Nemotron 3 Super & Ultra Models leaking metadata and chatting in longform content (original) (raw)

I’ve been running both Nemotron 3 Super and Ultra in a production longform-fiction pipeline (multi-book series, ~50K+ words per generation cycle), and I’m hitting two recurring failure modes that I wanted to document and see if others are seeing the same thing.

1. Metadata / scaffolding leakage into prose

The models intermittently emit internal scaffolding directly into the generated narrative. Examples of what’s bleeding through:

Section or structural markers (act/chapter/beat labels) appearing inline in the prose rather than being consumed as instructions
Planning artifacts — things like restated outline points, “in this section we will…” framing, or echoed system/instruction fragments
Field-like tokens or key: value remnants showing up mid-paragraph

This isn’t a prompt-clarity issue on my end — the same prompt structure runs clean on other model families. It reads like the boundary between the control layer and the output layer isn’t being respected consistently.

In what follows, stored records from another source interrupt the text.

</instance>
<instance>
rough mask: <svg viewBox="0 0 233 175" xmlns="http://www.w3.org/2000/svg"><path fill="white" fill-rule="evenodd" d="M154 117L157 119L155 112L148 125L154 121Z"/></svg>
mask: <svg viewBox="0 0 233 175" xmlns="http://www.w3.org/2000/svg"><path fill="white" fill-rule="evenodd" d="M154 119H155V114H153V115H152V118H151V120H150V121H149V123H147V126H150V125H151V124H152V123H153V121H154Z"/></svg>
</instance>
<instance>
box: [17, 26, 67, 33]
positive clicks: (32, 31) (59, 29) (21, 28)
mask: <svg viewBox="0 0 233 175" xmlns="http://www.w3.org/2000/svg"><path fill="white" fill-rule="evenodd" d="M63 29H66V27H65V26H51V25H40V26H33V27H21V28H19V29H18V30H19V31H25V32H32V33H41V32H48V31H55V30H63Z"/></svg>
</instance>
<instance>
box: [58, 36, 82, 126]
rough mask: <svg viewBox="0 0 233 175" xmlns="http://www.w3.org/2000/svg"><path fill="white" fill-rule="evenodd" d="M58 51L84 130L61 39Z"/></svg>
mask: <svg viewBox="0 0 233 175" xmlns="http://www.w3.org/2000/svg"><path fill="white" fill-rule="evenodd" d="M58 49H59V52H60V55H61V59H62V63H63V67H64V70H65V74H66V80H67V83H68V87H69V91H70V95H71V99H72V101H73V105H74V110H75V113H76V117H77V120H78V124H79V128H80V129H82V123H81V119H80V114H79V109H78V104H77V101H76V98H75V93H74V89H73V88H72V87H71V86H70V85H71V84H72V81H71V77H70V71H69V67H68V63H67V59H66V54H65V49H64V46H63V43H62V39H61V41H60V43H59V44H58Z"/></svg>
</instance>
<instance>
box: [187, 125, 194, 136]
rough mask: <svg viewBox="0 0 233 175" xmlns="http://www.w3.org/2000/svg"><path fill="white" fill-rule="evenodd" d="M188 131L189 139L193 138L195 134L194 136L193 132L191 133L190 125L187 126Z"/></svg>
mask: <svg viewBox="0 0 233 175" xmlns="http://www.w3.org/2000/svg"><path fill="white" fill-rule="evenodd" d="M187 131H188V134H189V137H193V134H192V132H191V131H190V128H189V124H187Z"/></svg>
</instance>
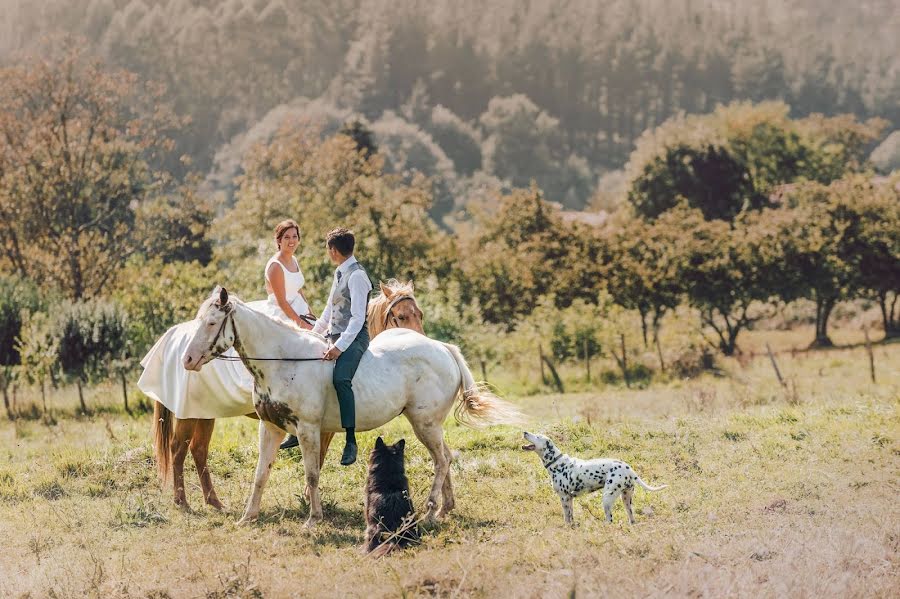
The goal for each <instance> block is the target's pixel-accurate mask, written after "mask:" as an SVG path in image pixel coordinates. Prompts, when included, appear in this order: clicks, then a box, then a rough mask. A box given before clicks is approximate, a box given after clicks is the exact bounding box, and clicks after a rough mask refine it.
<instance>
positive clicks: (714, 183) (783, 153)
mask: <svg viewBox="0 0 900 599" xmlns="http://www.w3.org/2000/svg"><path fill="white" fill-rule="evenodd" d="M788 112H789V107H788V106H787V105H786V104H783V103H780V102H763V103H760V104H748V103H734V104H730V105H728V106H720V107H719V108H717V109H716V110H715V111H714V112H712V113H710V114H706V115H698V116H690V117H676V118H673V119H670V120H669V121H667V122H665V123H663V124H662V125H661V126H660V127H658V128H657V129H655V130H652V131H648V132H645V134H644V135H643V136H642V137H641V139H640V140H639V141H638V143H637V147H636V148H635V151H634V152H633V153H632V156H631V158H630V159H629V164H628V177H629V179H628V181H629V182H628V185H627V188H628V199H629V201H630V202H631V204H632V205H633V206H634V208H635V210H636V211H637V213H638V214H640V215H642V216H644V217H645V218H651V219H652V218H656V217H657V216H659V215H660V214H662V213H663V212H665V211H666V210H669V209H671V208H672V207H673V206H675V205H676V204H677V203H678V202H679V198H680V197H681V198H684V199H686V200H687V202H688V205H689V206H692V207H695V208H698V209H699V210H701V211H702V212H703V214H704V216H705V217H706V218H707V219H714V218H715V219H722V220H728V221H730V220H733V219H734V218H735V217H736V216H737V214H739V213H740V212H741V211H743V210H759V209H761V208H763V207H765V206H768V205H770V197H771V196H773V194H774V193H775V192H776V191H777V190H778V188H779V186H782V185H784V184H786V183H794V182H800V181H804V180H814V181H819V182H821V183H825V184H828V183H830V182H831V181H833V180H835V179H839V178H840V177H842V176H844V175H845V174H846V173H848V172H854V171H858V170H860V169H862V168H864V167H865V166H866V161H865V152H866V150H867V147H868V145H869V144H870V143H871V142H872V141H874V140H875V139H876V138H877V136H878V134H879V132H880V130H881V128H882V126H883V122H881V121H879V120H878V119H871V120H869V121H866V122H859V121H858V120H857V119H856V118H855V117H853V116H850V115H842V116H839V117H830V118H826V117H823V116H822V115H812V116H810V117H808V118H806V119H802V120H797V121H794V120H791V119H790V118H788Z"/></svg>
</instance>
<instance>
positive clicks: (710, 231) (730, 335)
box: [678, 208, 783, 356]
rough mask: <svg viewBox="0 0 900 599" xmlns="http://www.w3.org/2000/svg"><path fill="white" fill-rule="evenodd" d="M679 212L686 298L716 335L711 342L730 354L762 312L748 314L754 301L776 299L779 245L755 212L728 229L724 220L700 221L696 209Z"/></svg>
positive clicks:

2. Chat / assistant register intruding into narrative prose

The bigger problem for longform work: both models drop out of narrative voice and into conversational assistant mode. Symptoms:

Direct address to the reader/user (“Here’s the next part of the story…”, “Let me continue…”)
Meta-commentary about the writing itself (“This scene establishes…”, “To build tension here…”)
Wrap-up / summary turns at the end of a section, as if closing a chat reply rather than ending a chapter
Hedging and helper phrasing that has no place in third-person fiction

The net effect is that long generations need heavy post-processing to strip out conversational connective tissue that a fiction model shouldn’t be producing in the first place.

Questions for the community / NVIDIA team:

Is this a known characteristic of the instruction-tuning on the 3 Super/Ultra line? It feels like assistant-style RLHF bleeding into completion-style tasks.
Are there recommended generation params (sampling, system prompt framing, stop sequences) that suppress the chat register without flattening prose quality?
Is there a base/less-aligned variant better suited to creative completion work?

Happy to share reproducible examples and the prompt structure if useful.